Jeannie sat back down again and stared at her husband. “I swear that not all the kids are out of the house. I still have a twelve-year-old living here.”
Mac giggled, snapped his newspaper, and bent down to read it again. He’d won. Whenever the twelve-year-old comment appeared, he’d won.
Jeannie signed. “Okay. But no more than fifteen people. Understand. That’s all.”
“That’s all.” Mac had a hard time suppressing a wide-grin.
Jeannie was down for the count and she knew it. She got up and went to the desk in the dining room, bringing back a notepad and pencil. “I’ll start the guest list. But…”
“’But’ what?” Mac said.
“I don’t know…I don’t know,” Jeannie said as she started to write down some names.
By the time the big day had rolled around, the house was decorated with kitschy cardboard skeletons and paper pumpkins. Their large dining room table was transformed into a finger-food and dessert buffet. Mac had decided against the apple-bobbing since they’d just had new carpets installed. Haunted house music was ready on the CD player since neither Jeannie nor Mac remembered how to use the iPhone speakers their son had given them. Downstairs in the family room they’d set out some chairs in front of the big flat screen in preparation for a showing of an old horror classic.
Jeannie, dressed in a Victorian dress and Mac in a Civil War soldier’s uniform, both borrowed from reenacting relatives, tasted the hard cider.
Mac raised his red paper cup to Jeannie. “Here’s to you, my dear.” Jeannie gave him a quick and awkward curtsey. “The keg is ready?” he asked.
“On the back porch,” she said. “I just hope we don’t have too much drinking.”
“Honey, lighten up. Will you? Everyone will be fine. Most of them are walking here since they’re neighbors.”
Jeannie straightened a crooked skeleton and looked doubtful. “I just have this feeling…”
The doorbell rang and Mac went to the front hall to answer it saying, “Here’s our first guest.”
It was Santa Claus. Jeannie heard Mac’s laugh before she saw her rotund neighbor, Sam, walk in as Santa…well, actually he looked like a chubby “Bad Santa.”
“Great outfit, Sam,” Mac said.
Bad Santa looked crestfallen. “How did you know it was me?”
Mac patted his belly. “That didn’t look like stuffing.”
“Sure, it’s stuffing,” Sam said, “from last Thanksgiving.”

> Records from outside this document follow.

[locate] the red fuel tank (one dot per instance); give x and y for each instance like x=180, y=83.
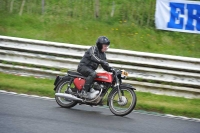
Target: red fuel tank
x=79, y=83
x=104, y=77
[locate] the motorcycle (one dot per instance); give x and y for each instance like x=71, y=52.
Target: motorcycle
x=120, y=97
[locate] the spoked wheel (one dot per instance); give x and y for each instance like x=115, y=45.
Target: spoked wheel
x=63, y=102
x=125, y=105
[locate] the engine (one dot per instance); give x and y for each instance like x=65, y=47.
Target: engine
x=98, y=86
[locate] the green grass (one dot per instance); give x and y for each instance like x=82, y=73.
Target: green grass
x=145, y=101
x=74, y=22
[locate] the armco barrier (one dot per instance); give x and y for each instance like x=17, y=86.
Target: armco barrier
x=157, y=73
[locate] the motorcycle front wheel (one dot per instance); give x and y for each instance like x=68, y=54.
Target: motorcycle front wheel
x=63, y=102
x=125, y=105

Both men went into the dining room where Jeannie was waiting with a cup of beer for her guest.
“The place looks great,” Sam said looking around. “You two made this look like a Halloween party when we were kids.”
“But no bobbing for apples,” Mac said. “New carpet.”
“Where’s Christie?” Jeannie asked about Sam’s wife.
Sam shrugged. “Not coming. She says she doesn’t like Halloween.” He shook his head. “Girl’s odd. She says she has a bad feeling…”
“Hmm,” was all Jeannie said.
Mac slapped his back. “Enough of that nonsense. We’re going to enjoy Halloween as if we were those kids. Fix yourself a plate of goodies.”
Mac went over to the CD player and cued in the scary music while Jeannie answered the door for new arrivals beginning to trickle in. There was a cat and dog, husband and wife who usually fought like cats and dogs. There were the obligatory witches and the easy costumes: gypsies, hobos, and cowboys.
Jeannie was busy playing hostess with drinks and Mac was working the room, chatting up everyone, getting caught up with news: new grandbabies, kids in college, kids graduating.
Trick or Treat Night in their township was on Halloween that year but over by the time the party started. Mac had placed the large bowl of leftover treats on a table in the entrance way, thinking his guests would take handfuls on their way home. He and Jeannie didn’t need more temptations, although he secretly hoped that there would be something left in the keg on the porch.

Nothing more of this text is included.